Bruce got to work on the planks, starting with a garboard strake. Reg had recommended the use of wooden clamps with pegs to jam them tight (wood recommended over steel to avoid bruising the timber). Quite a few clamps were needed. Bruce made every clamp by hand. He kept working away, shaping one plank at a time each side, locking each in place using only the clamps and removing them each time as he moved up each side of the boat.
Reg explained how to join everything together with copper nails, rove the top couple of planks, the bottom ones, the ribs and then all the knees. Reg used ‘grown knees’ from the bush, lovely angled branches. Bruce went searching in the bush behind Howrah and found just the right shapes.
Reg wanted Bruce to have a decent ‘grown’ breasthook so he gave Bruce a piece of wattle root in an elegant elbow shape. Bruce cut it with a band saw and made one breasthook out of the lovely piece and installed it snugly into the bow.

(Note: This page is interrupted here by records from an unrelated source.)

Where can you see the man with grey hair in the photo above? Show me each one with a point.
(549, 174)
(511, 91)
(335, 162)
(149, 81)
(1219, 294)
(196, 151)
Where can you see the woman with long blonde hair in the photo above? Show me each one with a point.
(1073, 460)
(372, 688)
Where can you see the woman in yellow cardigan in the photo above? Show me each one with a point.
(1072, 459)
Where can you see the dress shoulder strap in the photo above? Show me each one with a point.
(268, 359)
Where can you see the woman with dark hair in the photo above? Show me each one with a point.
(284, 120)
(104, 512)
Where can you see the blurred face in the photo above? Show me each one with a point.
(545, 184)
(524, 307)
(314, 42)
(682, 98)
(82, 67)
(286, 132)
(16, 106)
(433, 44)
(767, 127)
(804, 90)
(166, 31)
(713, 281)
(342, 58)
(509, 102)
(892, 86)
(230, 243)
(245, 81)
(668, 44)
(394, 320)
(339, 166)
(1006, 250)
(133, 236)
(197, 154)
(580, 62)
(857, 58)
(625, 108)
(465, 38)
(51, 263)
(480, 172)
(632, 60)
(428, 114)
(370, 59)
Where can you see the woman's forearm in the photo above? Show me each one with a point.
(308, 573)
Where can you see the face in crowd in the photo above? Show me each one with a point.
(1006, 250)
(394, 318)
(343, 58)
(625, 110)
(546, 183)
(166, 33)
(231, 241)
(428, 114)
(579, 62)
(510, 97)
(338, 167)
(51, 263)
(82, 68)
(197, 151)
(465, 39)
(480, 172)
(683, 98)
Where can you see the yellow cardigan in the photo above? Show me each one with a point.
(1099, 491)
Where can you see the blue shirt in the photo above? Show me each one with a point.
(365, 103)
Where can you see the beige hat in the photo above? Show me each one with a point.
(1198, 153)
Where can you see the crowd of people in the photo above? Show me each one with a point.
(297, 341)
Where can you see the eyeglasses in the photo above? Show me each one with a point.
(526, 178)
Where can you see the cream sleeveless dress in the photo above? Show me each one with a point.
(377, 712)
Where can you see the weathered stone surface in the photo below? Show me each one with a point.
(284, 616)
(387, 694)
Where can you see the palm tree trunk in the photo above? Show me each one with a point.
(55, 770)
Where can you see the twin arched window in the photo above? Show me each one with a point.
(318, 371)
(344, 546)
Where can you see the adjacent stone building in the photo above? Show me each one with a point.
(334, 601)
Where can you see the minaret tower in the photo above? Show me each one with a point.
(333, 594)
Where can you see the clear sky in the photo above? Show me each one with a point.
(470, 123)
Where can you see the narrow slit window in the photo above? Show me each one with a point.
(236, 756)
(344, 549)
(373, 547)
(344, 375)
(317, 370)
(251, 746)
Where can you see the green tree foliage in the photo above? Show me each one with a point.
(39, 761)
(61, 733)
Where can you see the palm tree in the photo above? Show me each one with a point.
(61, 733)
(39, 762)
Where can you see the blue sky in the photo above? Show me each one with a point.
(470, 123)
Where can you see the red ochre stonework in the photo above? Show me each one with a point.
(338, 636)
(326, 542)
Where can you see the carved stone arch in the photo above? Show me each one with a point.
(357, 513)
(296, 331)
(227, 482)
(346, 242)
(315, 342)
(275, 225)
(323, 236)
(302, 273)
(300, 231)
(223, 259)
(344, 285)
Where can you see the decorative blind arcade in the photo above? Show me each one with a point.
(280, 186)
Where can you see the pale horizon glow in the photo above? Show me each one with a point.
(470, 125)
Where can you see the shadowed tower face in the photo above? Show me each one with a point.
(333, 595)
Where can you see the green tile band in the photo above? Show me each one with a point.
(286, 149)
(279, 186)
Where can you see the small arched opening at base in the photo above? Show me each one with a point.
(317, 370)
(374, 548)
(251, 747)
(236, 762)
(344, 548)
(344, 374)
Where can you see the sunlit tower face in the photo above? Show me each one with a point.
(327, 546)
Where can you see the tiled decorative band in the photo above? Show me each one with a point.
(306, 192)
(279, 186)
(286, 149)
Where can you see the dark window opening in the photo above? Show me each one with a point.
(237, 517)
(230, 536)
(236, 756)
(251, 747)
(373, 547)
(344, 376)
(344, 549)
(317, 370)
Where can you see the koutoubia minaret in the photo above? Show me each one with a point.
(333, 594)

The boat was finally complete. Bruce had to remove the double doors from the side of the house to get it out into the yard. He carefully hoisted it onto the trailer and drove down to Sandy Bay to show Reg, full of trepidation as to whether it would pass muster. The keen-eyed master boat builder walked around it slowly, examining the shape, running his fingers over the joins, inspecting the fittings… every inch, Bruce sweating the whole time. In fact, after ten minutes of scrutiny, Bruce was certain, “He doesn’t like it, I’ve done something wrong, it’s terrible… he’ll say, I better put the axe through it.”
Finally Reg straightened up, looked the young man in the eye and said, “That dinghy is worth 12 pound a foot of anybody’s money.”
Bruce was jubilant. A man with a keen eye for prices, he knew this was exactly the amount Reg charged for his own workmanship. He was grinning like a Cheshire cat, but most of all, hugely relieved.
Fitted with a 4 horse Johnson and a pair of cut down racing scull oars The Dinghy became a much-loved fishing vessel. Every Spring Bruce would put The Dinghy on the front lawn and hook up the hose with a trickle of water, bungs in, to let it “take up”. It would be days before it held water, leaking through the gaps in the cold, shrunken planks, then timbers gradually swelling, breathing, coming to life again.
Recalled by the youngest of Bruce’s sons, Colin:
“When I was very little I soon got bored of fishing and instead liked to simply sit in the bow or centre thwart watching Mum, Dad, or one of my older siblings haul in and land the ‘flatties’ flapping and bouncing on the deck, the more exuberant ones shimmying down between the bottom boards and the hull, or sloshing about in the stern. I have very fond memories of sitting in the bow with the wind in my hair watching the water rush past with the white 4 horse Johnson outboard (and later redline 6 horse Mercury) propelling us to the ‘spot’. Under oar power – and sometimes I’d get to have a turn – was a different, more peaceful experience, with the gentle waves lapping around the hull making a sweet, tinkling timbre like a great big beautiful percussion instrument.”
So many wonderful memories in this labour of love, a combination of the determination and natural talent of one young man, guided and supported by the expertise and wisdom of a master, in the grand tradition of the passing-on of knowledge and craft.